Continued Likud Beytenu unity to be reviewed soon

“In November, after the municipal elections, we will need to convene and decide on our partnership with the Likud,” Liberman says.

Avigdor Liberman 370 (photo credit: reuters)
Avigdor Liberman 370
(photo credit: reuters)
The agreement that Prime Minister Binyamin Netanyahu made last October for his Likud to work together with MK Avigdor Liberman’s Yisrael Beytenu could come to an end after only a year, Liberman indicated Sunday night at a pre-Rosh Hashana toast for activists in his party.
The deal helped Netanyahu remain in power following the January general election. But activists in both parties were frustrated, because they believe that both Likud and Yisrael Beytenu would have won more seats on their own.
“In November, after the [October 22] municipal elections, we will need to convene and decide on our partnership with the Likud,” Liberman said.
“We cannot stall and stutter on this issue anymore, because it harms both parties.”
The decision is expected to be impacted by the verdict in Liberman’s corruption trial, which is expected in October.
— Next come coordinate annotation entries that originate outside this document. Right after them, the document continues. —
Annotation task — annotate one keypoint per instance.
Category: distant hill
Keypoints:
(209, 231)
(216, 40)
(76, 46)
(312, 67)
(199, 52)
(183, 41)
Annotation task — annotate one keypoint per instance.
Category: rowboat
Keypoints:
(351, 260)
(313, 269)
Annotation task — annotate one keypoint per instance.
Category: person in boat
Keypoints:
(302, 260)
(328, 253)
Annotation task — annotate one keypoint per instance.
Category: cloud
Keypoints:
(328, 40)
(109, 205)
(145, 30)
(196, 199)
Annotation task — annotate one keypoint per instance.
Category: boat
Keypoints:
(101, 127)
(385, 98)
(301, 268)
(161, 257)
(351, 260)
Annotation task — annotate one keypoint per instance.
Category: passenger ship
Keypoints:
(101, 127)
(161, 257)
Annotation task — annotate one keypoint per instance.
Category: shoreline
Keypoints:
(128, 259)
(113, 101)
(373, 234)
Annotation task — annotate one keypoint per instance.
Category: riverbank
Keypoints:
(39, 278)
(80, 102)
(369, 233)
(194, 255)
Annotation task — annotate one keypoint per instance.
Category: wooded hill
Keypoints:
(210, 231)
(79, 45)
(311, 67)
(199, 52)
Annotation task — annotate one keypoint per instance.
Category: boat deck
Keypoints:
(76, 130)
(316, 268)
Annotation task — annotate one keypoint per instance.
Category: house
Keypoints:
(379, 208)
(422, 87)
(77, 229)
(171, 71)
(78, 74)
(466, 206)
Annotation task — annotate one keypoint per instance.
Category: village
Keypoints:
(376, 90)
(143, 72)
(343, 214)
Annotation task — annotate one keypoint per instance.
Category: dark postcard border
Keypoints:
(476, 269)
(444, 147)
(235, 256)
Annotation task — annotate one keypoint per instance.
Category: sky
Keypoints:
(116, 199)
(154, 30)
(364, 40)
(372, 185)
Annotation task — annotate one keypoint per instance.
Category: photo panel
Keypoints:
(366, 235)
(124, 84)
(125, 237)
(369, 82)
All indications are that both parties would reject a merger.
All the heads of Likud institutions oppose a merger with Yisrael Beytenu, which would have to pass the Likud central committee.
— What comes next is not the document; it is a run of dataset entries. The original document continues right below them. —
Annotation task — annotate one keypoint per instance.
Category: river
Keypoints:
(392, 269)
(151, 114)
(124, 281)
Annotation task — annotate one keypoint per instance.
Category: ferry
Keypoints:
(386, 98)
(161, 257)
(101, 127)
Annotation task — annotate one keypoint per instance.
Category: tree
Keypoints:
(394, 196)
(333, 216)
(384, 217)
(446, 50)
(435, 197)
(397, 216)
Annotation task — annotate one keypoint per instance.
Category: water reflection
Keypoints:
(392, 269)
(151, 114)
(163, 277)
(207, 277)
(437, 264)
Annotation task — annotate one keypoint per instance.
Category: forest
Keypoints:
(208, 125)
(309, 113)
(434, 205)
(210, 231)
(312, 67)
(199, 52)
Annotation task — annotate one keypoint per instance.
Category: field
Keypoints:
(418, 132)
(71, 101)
“They can join the Likud, but there won’t be a deal in which they receive a percentage of the membership in our institutions,” the head of the central committee, Deputy Defense Minister Danny Danon said Monday.
Comments by Danon at a rally last week in which he warned Netanyahu not to relinquish land in an interim agreement with the Palestinians were highlighted Monday night by Channel 2.
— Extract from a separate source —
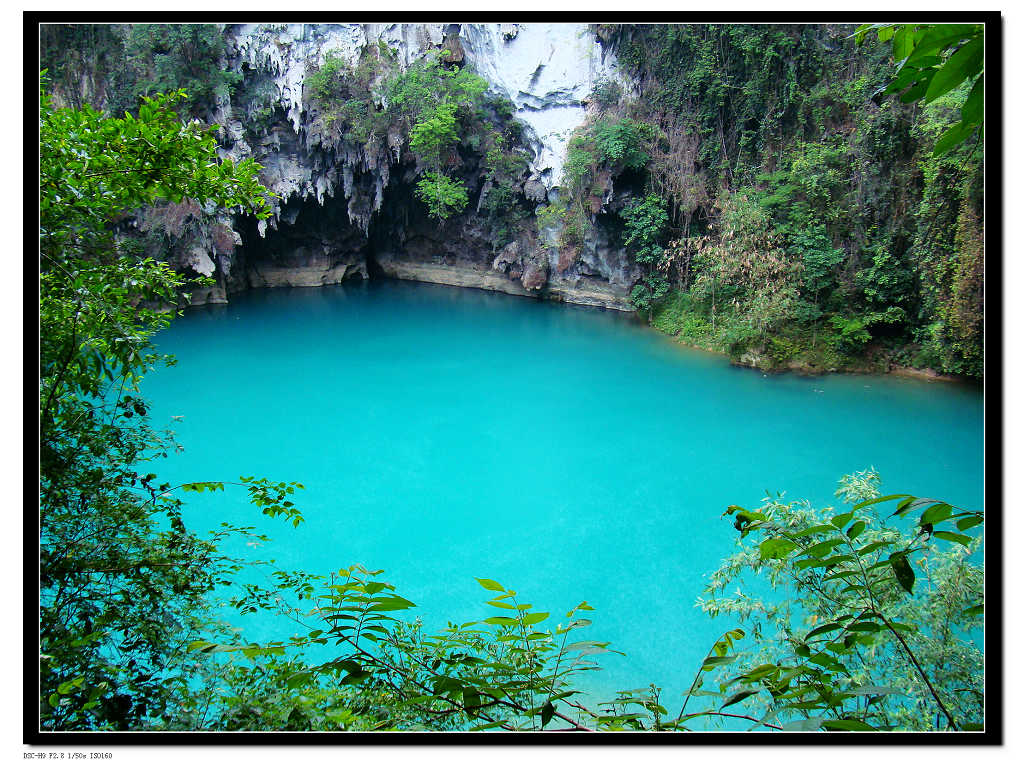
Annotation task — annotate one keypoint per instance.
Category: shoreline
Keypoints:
(595, 296)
In a tape of Danon’s speech at a pre-Rosh Hashana toast in Kiryat Netafim in Samaria that was broadcast, he said “someone who advances such an agreement – his place is not in Likud.”
Danon said following the broadcast that his views were clear and not new and were known by Netanyahu.
“The prime minister has said he opposes interim agreements, so let’s hope we don’t get there,” Danon said.